If a user wants to search for any keyword related to cloud findings, they can use the API endpoint below and use cURL to request a response.

search=s3%20public%20access

/api/v1/findings?page=1&search=&page_size=20&data_type=cloudsploit&ordering=&search=s3%20public%20access

Output

{ "count": 8, "next": null, "previous": null, "results": [ { ...... <Findings> ........ } }

Best Practices for Secure Access Key Usage

1. Use Minimal Permissions

   • Avoid using access keys with administrative privileges unless necessary.

   • Apply the principle of least privilege to reduce risk.

2. Secure Access Key Storage

   • Store access keys securely in environments like a secrets manager.

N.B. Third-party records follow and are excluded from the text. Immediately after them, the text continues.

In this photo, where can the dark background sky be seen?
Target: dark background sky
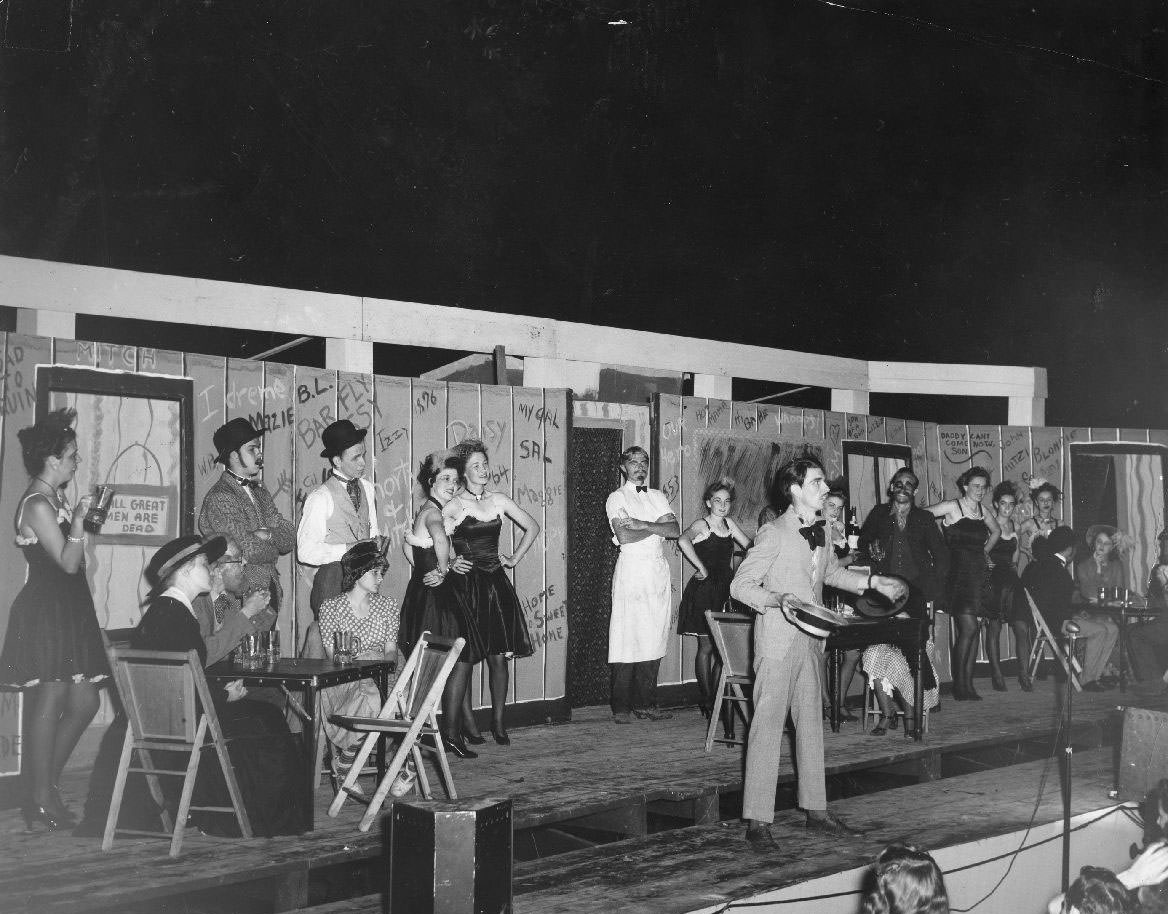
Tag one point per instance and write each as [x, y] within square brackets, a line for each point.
[973, 182]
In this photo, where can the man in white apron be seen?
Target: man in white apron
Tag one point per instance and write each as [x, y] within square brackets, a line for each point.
[641, 597]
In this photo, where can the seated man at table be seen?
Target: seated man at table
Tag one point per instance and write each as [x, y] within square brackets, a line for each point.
[1049, 584]
[263, 752]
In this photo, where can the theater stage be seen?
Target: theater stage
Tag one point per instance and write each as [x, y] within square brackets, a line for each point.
[611, 817]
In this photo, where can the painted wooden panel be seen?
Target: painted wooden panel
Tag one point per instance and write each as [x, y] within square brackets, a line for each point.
[529, 420]
[744, 417]
[954, 455]
[557, 405]
[934, 485]
[834, 427]
[159, 361]
[315, 393]
[394, 469]
[277, 413]
[792, 421]
[209, 377]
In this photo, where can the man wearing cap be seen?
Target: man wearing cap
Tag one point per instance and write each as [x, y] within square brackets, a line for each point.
[1048, 580]
[788, 564]
[240, 507]
[339, 513]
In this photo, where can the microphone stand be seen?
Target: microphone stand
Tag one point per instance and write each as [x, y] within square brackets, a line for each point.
[1071, 630]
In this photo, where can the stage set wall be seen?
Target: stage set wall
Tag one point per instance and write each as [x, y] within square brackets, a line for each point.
[525, 428]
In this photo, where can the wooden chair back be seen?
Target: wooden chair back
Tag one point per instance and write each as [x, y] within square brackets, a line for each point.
[410, 713]
[168, 709]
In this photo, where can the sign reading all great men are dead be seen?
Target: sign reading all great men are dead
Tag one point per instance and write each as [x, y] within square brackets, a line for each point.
[141, 515]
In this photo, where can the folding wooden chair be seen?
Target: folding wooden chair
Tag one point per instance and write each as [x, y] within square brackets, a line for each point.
[1044, 637]
[732, 636]
[168, 709]
[411, 712]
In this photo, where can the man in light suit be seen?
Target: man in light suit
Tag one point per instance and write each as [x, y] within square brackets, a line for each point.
[240, 507]
[788, 564]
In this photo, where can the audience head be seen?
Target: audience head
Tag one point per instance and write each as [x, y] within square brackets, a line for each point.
[973, 483]
[634, 465]
[345, 448]
[1097, 891]
[800, 482]
[1006, 497]
[185, 563]
[363, 565]
[718, 496]
[238, 447]
[905, 880]
[51, 444]
[903, 485]
[472, 462]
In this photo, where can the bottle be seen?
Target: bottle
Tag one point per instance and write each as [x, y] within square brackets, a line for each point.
[852, 530]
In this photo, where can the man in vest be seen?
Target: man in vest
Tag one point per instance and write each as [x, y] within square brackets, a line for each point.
[339, 513]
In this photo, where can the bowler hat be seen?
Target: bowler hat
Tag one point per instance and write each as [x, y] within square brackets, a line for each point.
[339, 437]
[361, 558]
[180, 551]
[233, 435]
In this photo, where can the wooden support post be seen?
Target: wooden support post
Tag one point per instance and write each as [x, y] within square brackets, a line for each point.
[348, 355]
[849, 400]
[58, 323]
[718, 386]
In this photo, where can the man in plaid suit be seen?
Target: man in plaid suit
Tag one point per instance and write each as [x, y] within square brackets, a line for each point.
[788, 564]
[241, 508]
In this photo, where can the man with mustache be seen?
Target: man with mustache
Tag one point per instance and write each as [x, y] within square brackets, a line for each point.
[241, 508]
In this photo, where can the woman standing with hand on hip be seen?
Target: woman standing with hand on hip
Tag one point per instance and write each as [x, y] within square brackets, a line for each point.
[475, 516]
[54, 644]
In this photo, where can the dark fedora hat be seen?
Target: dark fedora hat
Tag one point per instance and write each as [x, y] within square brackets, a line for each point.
[341, 435]
[361, 558]
[233, 435]
[180, 551]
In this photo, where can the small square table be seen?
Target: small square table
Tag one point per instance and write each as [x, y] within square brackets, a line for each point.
[308, 676]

   • Avoid hardcoding keys in scripts or applications.

3. Audit and Rotate Keys Regularly

   • Monitor access key usage for suspicious activity.

   • Periodically rotate keys to minimize exposure in case of compromise.

4. Limit Scope of Access

   • Restrict access to only the required endpoints and data types.

   • Apply granular access policies where supported.

5. Avoid Unnecessary Operations

   • Do not use high-privilege keys for simple queries or non-sensitive actions.

   • Minimize risk by limiting key usage to specific tasks.

Conclusion

Access keys offer a powerful way to interact with CWPP and CSPM platforms, enabling automation, bulk operations, and granular data retrieval. However, ensuring their secure and responsible usage is critical to avoid unintended damage or security breaches. Following these best practices will help users maximize efficiency while maintaining robust security.